1. Michael Keaton, Birdman
2. Eddie Redmayne, The Theory of Everything
3. Benedict Cumberbatch, The Imitation Game
4. David Oyelowo, Selma
5. Bradley Cooper, American Sniper
6. Steve Carell, Foxcatcher
7. Timothy Spall, Mr. Turner
8. Jack O'Connell, Unbroken
9. Joaquin Phoenix, Inherent Vice
10. Ralph Fiennes, The Grand Budapest Hotel
People are excited about Carell in Foxcatcher, but that reeks of an Albert Brooks- or Bill Murray-type snub. Keaton is the early favorite, but if there's anyone to watch out for here, it's Cooper, who gained weight and, presumably, gravitas to play the tortured former sniper Chris Kyle. (I mean, check out the poster. That screams Eastwood, and Oscar.) If that movie catches on, Cooper could leap to the top. By the way, Phoenix appears to be the only thing from Inherent Vice that seems to have much hope, with the possible exception of Josh Brolin: By all accounts, the movie's a little too shaggy-dog to be a serious Oscar contender.

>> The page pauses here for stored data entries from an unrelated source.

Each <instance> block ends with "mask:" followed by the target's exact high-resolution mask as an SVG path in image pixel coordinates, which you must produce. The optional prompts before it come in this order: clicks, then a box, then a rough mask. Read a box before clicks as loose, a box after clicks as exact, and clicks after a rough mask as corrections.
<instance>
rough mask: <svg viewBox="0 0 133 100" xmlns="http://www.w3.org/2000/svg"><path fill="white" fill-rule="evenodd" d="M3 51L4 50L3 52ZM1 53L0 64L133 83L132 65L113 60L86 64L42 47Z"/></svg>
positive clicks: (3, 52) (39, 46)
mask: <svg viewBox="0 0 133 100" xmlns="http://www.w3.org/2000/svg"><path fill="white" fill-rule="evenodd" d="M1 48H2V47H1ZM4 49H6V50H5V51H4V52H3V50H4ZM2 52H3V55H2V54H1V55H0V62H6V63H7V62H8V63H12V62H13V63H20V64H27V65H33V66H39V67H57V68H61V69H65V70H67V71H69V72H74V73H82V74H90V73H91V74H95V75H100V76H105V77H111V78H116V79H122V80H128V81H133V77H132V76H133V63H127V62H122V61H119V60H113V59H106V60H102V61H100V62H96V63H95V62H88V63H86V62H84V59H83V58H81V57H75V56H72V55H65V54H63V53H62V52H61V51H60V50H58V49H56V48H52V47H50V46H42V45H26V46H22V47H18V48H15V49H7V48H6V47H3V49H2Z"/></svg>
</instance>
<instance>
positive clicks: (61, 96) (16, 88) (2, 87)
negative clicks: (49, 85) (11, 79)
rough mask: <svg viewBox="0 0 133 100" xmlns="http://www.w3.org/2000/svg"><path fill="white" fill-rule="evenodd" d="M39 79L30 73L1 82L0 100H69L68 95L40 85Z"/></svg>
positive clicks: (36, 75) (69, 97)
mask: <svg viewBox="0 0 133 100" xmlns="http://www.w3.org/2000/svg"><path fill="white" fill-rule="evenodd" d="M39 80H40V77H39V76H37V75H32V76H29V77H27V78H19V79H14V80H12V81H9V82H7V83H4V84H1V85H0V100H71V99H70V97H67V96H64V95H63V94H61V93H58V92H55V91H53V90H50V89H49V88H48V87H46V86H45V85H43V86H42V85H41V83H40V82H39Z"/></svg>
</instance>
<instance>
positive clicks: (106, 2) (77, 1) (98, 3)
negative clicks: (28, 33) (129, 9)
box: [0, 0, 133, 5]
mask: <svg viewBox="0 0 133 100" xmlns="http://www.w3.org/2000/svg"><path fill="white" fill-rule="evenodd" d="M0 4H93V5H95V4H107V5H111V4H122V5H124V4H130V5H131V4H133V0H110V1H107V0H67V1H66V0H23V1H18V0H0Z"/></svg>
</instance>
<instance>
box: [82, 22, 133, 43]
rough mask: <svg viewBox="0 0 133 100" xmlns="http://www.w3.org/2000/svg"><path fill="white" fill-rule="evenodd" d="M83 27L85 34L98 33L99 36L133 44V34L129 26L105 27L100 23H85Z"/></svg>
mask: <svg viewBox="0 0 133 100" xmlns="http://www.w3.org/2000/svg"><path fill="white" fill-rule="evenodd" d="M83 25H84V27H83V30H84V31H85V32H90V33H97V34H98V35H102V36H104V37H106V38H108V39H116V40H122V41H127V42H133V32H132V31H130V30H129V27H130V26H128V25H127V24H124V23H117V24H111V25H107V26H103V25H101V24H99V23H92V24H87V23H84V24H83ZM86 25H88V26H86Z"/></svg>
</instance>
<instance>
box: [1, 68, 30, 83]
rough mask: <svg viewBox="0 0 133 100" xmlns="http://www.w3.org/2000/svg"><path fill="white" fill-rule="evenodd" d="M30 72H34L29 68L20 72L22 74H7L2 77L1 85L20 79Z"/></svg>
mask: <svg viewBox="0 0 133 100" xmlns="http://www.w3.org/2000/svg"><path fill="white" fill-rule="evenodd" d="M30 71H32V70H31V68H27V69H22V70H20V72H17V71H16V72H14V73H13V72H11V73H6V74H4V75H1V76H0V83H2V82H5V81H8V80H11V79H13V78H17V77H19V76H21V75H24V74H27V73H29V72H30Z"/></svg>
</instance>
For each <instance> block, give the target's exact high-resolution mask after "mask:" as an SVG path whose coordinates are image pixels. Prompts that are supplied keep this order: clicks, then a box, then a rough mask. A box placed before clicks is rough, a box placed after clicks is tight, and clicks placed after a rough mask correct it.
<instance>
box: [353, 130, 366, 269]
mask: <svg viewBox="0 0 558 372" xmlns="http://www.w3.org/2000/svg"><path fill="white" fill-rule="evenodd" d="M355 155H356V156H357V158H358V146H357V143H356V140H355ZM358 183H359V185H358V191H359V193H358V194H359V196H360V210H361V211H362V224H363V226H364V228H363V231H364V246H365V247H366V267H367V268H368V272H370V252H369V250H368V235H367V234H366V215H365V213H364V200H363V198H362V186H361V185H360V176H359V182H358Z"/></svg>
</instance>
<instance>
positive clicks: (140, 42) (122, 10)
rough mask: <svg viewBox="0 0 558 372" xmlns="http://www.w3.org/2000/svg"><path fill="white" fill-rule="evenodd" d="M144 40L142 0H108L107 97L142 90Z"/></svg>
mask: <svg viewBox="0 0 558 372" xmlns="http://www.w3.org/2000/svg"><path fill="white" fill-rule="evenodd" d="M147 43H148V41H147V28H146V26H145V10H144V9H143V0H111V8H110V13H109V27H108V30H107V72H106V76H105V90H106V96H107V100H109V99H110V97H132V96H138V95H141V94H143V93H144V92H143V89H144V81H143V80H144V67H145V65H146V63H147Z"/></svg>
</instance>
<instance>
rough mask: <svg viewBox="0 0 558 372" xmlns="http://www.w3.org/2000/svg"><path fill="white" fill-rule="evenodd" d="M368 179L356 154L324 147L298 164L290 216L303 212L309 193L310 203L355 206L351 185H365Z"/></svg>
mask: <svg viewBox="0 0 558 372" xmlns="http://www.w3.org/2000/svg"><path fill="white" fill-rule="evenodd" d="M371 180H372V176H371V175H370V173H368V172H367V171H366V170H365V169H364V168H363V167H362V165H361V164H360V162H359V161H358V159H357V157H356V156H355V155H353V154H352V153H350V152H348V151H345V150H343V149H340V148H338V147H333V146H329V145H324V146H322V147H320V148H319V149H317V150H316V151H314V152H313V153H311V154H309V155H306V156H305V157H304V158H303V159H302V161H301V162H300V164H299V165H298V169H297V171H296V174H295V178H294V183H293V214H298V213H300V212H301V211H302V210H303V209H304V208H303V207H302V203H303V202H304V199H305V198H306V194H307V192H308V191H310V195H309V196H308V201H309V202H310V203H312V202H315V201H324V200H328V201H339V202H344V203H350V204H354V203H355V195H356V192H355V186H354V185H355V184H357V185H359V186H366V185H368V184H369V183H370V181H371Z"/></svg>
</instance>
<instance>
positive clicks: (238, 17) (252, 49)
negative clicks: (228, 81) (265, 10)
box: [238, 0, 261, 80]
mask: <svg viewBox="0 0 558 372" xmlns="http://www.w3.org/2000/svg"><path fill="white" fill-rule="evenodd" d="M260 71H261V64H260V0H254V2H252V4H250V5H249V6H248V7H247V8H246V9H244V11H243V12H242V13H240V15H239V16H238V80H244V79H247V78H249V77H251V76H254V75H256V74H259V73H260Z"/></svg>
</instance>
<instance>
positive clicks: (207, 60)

1. Julianne Moore, Still Alice
2. Rosamund Pike, Gone Girl
3. Reese Witherspoon, Wild
4. Felicity Jones, The Theory of Everything
5. Jessica Chastain, A Most Violent Year
6. Amy Adams, Big Eyes
7. Shailene Woodley, The Fault in Our Stars
8. Marion Cotilliard, Two Days One Night
9. Emily Blunt, Into the Woods
10. Anne Hathaway, Interstellar
This is as close to a lock as we have, really: Moore's performance as a woman diagnosed with early-onset Alzheimer's is generally considered the movie that's going to win her an Oscar she's long overdue for. It's difficult to see anyone challenging her, really.
BEST SUPPORTING ACTOR
1. Edward Norton, Birdman
2. J.K. Simmons, Whiplash
3. Ethan Hawke, Boyhood
4. Mark Ruffalo, Foxcatcher
5. Tom Wilkinson, Selma
6. Josh Brolin, Inherent Vice
7. Robert Duvall, The Judge
8. Albert Brooks, A Most Violent Year
9. Christoph Waltz, Big Eyes
10. Neil Patrick Harris, Gone Girl
Strange category this year: Simmons gives the most heralded performance, but Norton in Birdman feels like a comeback. And if Foxcatcher gets some momentum, Ruffalo is due as well. It's actually sort of thin, which is why I felt like throwing the host in there at the end.
BEST SUPPORTING ACTRESS
1. Patricia Arquette, Boyhood
2. Keira Knightley, The Imitation Game
3. Emma Stone, Birdman
4. Jessica Chastain, Interstellar
5. Meryl Streep, Into the Woods
6. Vanessa Redgrave, Foxcatcher
7. Laura Dern, Wild
8. Carmen Ejogo, Selma
9. Sienna Miller, American Sniper
10. Kim Dickens, Gone Girl
If Boyhood has a best bet, it's probably Arquette here, who gives the movie's bravest, sturdiest performance. Knightley and Stone are right on her heels, and, of course, Meryl Streep has to be in this category, because otherwise we'd all be lost and confused.
Also, "Everything Is Awesome" from The Lego Movie will be nominated and performed at the Oscars, so start putting together your dream performer list on that one. If they have any time after the Robin Williams tribute, they'll fit it in.